There may be situations where it makes sense to access the files via a filename mask if you can rename them (img_0 -> img_2000000) so you don't have to store and parse the file list and can use a simple increment counter.
Hope this helps! I'm no optimization guru and the above is very top-of-mind, but I enjoy these large problem sets. I'm also in NYC, would love to help out the NYPL and would volunteer some free time to do so (I need a useful side project). PM me if you'd like to talk further!
EDIT: Is this the wrong problem to tackle entirely? Can you convert the set on demand and cache-as-you-go? ie. if it's book covers that people are browsing, the first user may wait 5 seconds for an image, but that's not awful... Is there a particular reason to want to create precached derivatives?
You probably want to move these images to AWS S3 and run compute jobs and upload the resulting images back up to S3. You could create AWS Simple Queue Messages with the S3 URLs of each of the images and pop messages and autoscale EC2 instances based on the depth of that queue. What's the plan for these files after they're processed?
I am local, have deep AWS experience and have next week off if you'd like some pro bono advice.
50TB S3 ~$1500/month SQS ~$0.50/million messages
1) I downloaded a 49.6 MB TIFF file from here: http://hubblesite.org/newscenter/archive/releases/2004/32/im...
2) From the OSX terminal:
$ time sips -Z 150 hs-2004-32-d-full_tif.tif
Resulting file size is 150x150px and 32KB.
Time to run process: 1.48s user 0.15s system 98% cpu 1.663 total
The superpower computer required for this incredible speed is a 3 year old MacBook Pro (with SSD) ;-)
UPDATE:
I created 10 copies of the image. Total size: 520.1 MB
$ time sips -Z 150 .tif
Time to process 10 images: 14.98s user 1.44s system 94% cpu 17.384 total (approximately 1.498 per image).
2000000 images 1.663 seconds = 38 days.
Note: This is using larger images (49.6MB vs the 25-30MB images you have) and is using a single MacBook Pro. Divide amongst a few machines and be done in a week. GraphicsMagick could possibly be even faster.
ANOTHER UPDATE:
Since your files are smaller (20-30MB), I found a 30MB jpg sample here: http://sto-rvlt-01.sys.comcast.net/speedtest/random4000x4000...

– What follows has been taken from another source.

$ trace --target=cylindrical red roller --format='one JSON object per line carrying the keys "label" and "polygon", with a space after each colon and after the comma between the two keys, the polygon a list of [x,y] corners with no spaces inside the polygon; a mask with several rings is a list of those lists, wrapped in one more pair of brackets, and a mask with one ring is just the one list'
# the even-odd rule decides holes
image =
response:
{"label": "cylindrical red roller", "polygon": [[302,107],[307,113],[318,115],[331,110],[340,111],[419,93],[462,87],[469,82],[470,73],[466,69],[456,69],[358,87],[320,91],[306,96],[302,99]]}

Time to process was much faster: 0.37s user 0.04s system 97% cpu 0.418 total
2000000 images * 0.418 seconds = 9.67 days
At that speed we are talking under 10 days. On a single 3 year old MacBook Pro. Using built-in software. Without any optimizations. Find 5 computers in the NY Public Library and you'll be done in 2 days.
I am not saying this is the fastest solution. I posted this because it appears that people are over-engineering this problem or proposing solutions which will cost a lot of money (Amazon, bandwidth, shipping hard drive fees, etc).
If you build out the skill set and scripts to run this type of job, you can process the images, store them on S3 and kill the running infrastructure. You can then run this process for big and small workloads as the needs arise on demand without having to own servers or space in a data center.
I suspect it's mostly the quality of the access points and less the efficiency of the algorithm making thumbnails.
I suspect that the secondary optimization is how quickly those access points become available. In the 17 hours between the time your question was posted and this comment, more than 12,000 images could have been thumbnailed and possibly 12,000 additional resources made available or meta-data records improved.
The great thing about starting with something slow that works is that there is plenty of time to improve it [and plenty of time to decide if it really needs improving].
If the process had started at 8am yesterday, more than 50,000 images would have been converted by 8am Monday morning.
Now in the real world of bureaucracy, there can be more friction entailed in obtaining a box, sticking it in the corner, and letting it run for four months, than spending substantial human time researching and implementing a solution that looks clever and elegant. But really, the hardware for this job, even if purchased new is only a few hundred dollars.